Last film of the night (for me – the double bill of The Living Dead in the Manchester Morgue and Dellamorte Dellamore proved a step too far – or a few hours too late at any rate...) is Spookers, a thought-provoking documentary from New Zealand, about a 'haunted house' south of Auckland, which is sited in the sprawling grounds and wards of a former psychiatric hospital. While former residents are wary about choosing to house in a hospital a visitor attraction that so blatantly revels in unhelpful, stigmatising stereotypes of mental health (think the Alice Cooper show on steroids, all evil nurses, double-headed corpse babies and headbanging, straitjacketed lunatics), it quickly becomes clear that the attraction has become a haven for its family of workers, most of whom seem to be battling their own mental health demons. The lunatics have indeed taken over the asylum, and are all the better for it.

Actors from the Spookers family

At 90 minutes, it's at least half an hour too long, but on the whole offers a fascinating glimpse into a whole new world – even if the most shocking content relates not to the scariness of the attraction (although you don't want to know what a 'code brown' is...) but to the way former patient Deborah was treated when Kingseat was a hospital – and how recently that happened.

Sunday: lost in a dream

The first film of Sunday is another festival highlight for me. Dave Made A Maze is a delightful, dazzlingly original indie slacker horror romance about a would-be artist with a tendency towards depression who builds a cardboard maze in his living room while his girlfriend Annie is away for the weekend. But there's waaaay more to this recyclable labyrinth than first meets the eye, as Annie, dour best mate Gordon and a whole bunch of other people (including a documentary film crew) discover when they venture inside... Endlessly inventive, constantly surprising and brimming with Jim Henson-like charm and attention to detail, this is a creative cardboard classic, and if you get a chance to see it on the big screen, don't miss it.

Inside Dave's maze

The 2D and Deranged animation programme is made utterly hilarious by the inclusion of not one but six of Lee Hardcastle's genius claymation shorts, including this bluff, Northern tribute to The Exorcist... Alongside it, Belial's Dream sees festival favourite Rob Morgan delve into the slimy, surreal subconscious of other festival favourite Frank Henenlotter's famous basket-dwelling creation, while winning short The Death, Dad & Son is a super-cute story of father/son bonding, as young Death struggles to come to terms with his parent's perilous profession.
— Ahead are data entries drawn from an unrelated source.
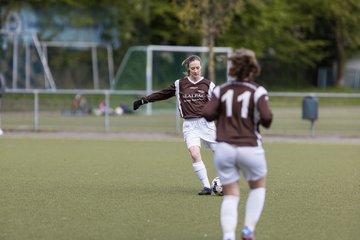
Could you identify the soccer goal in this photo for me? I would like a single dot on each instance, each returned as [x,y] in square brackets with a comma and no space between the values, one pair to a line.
[154,67]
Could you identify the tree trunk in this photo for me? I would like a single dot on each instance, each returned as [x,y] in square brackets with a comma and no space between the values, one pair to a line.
[340,50]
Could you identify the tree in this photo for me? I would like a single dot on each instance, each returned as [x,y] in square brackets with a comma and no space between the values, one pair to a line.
[209,18]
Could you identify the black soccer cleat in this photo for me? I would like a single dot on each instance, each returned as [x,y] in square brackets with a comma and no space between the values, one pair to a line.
[205,191]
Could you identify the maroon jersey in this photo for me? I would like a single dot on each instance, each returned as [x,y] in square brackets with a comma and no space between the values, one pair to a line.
[191,96]
[239,108]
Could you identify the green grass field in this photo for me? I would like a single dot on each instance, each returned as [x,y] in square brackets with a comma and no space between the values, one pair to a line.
[73,188]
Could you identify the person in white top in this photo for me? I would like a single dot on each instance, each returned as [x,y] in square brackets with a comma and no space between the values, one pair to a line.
[192,93]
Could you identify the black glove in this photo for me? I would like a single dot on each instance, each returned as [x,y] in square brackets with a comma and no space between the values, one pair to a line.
[137,104]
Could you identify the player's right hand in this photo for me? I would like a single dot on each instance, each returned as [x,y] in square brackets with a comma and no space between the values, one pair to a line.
[137,104]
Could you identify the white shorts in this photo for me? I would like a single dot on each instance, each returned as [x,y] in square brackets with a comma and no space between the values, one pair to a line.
[198,129]
[230,160]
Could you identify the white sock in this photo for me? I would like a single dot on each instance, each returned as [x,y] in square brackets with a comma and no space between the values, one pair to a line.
[229,216]
[254,207]
[200,170]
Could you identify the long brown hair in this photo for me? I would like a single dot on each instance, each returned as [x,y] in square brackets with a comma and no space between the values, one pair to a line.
[245,66]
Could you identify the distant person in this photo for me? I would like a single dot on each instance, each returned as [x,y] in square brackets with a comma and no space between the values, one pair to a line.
[239,107]
[192,93]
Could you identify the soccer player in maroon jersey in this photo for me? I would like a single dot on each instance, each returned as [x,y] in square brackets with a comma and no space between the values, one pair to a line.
[239,107]
[192,93]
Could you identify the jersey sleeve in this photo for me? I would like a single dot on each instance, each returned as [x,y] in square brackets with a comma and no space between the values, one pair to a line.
[163,94]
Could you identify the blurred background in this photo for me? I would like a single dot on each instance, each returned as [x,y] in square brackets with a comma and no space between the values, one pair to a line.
[76,65]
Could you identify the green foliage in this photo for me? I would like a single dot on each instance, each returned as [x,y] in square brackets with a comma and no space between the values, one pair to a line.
[73,188]
[297,35]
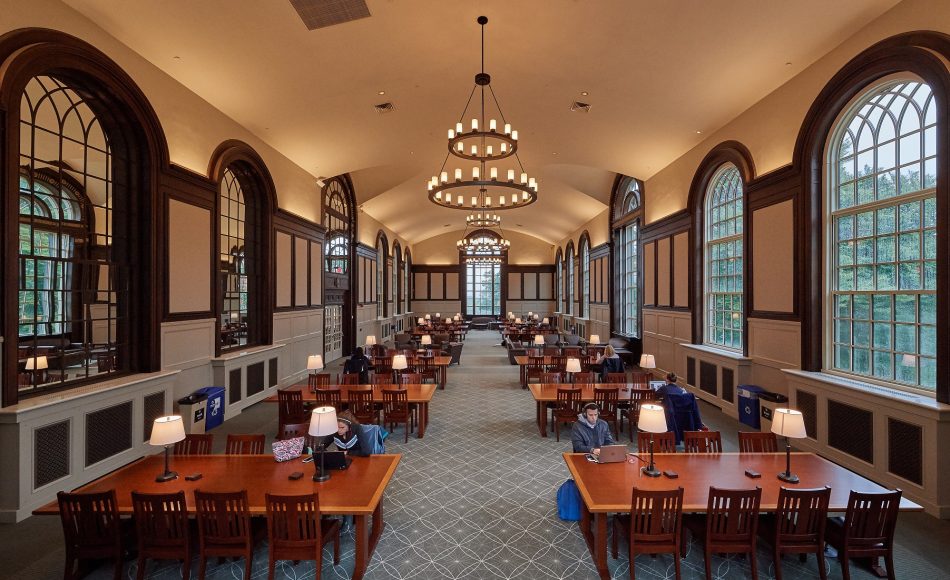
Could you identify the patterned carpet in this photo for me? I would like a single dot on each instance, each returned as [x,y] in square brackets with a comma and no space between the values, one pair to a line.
[476,498]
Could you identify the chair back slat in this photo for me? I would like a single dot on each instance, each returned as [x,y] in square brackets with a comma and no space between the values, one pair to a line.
[757,442]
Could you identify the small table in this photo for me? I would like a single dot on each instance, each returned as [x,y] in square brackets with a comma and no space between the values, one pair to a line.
[420,395]
[606,488]
[357,491]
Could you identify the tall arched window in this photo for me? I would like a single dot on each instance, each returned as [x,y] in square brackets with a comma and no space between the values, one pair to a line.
[882,237]
[724,259]
[569,280]
[584,253]
[627,214]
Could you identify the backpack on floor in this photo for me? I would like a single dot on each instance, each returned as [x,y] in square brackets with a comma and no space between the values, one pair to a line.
[569,502]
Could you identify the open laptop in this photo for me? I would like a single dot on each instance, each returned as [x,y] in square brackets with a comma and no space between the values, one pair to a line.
[612,454]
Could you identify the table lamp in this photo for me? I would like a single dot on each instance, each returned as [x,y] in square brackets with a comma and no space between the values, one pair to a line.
[322,423]
[314,363]
[167,431]
[652,420]
[572,366]
[788,423]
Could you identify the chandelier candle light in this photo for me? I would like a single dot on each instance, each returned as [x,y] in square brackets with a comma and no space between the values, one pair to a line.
[491,186]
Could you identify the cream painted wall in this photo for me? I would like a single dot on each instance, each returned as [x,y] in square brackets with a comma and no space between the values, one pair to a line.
[440,250]
[192,126]
[770,127]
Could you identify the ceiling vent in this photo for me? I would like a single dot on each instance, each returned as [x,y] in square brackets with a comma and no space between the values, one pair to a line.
[322,13]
It seems Adèle saved the best of the new feature films for Sunday, as Taiwanese drama Mon Mon Mon Monsters (to be said in the style of Shaggy from Scooby Doo, apparently) is another excellent choice. An impressive and unexpectedly moving study of the dynamics of bullying, the film tells the tale of teenager Lin, whose life is made a misery by three vicious, swaggering school mates. But when the four boys are thrown together to carry out community service by a well-meaning (but unbelievably inept) teacher and end up capturing a child monster, Lin realises with uneasy joy and relief that he is no longer the bottom of the pile. But at what price? For, as so often happens in horror, the monsters are nowhere near as monstrous as the human beings.

Mon Mon Mon Monsters

Set in a world almost entirely bereft of adults, as if to echo Lin's sense of helplessness and isolation, Mon Mon Mon Monsters belies its cartoon title to present a complex view of teenage politics that is as shocking as it's gripping, the cruel smarts of Heathers colliding slap bang with the 'sympathetic monster' theme of Frankenstein.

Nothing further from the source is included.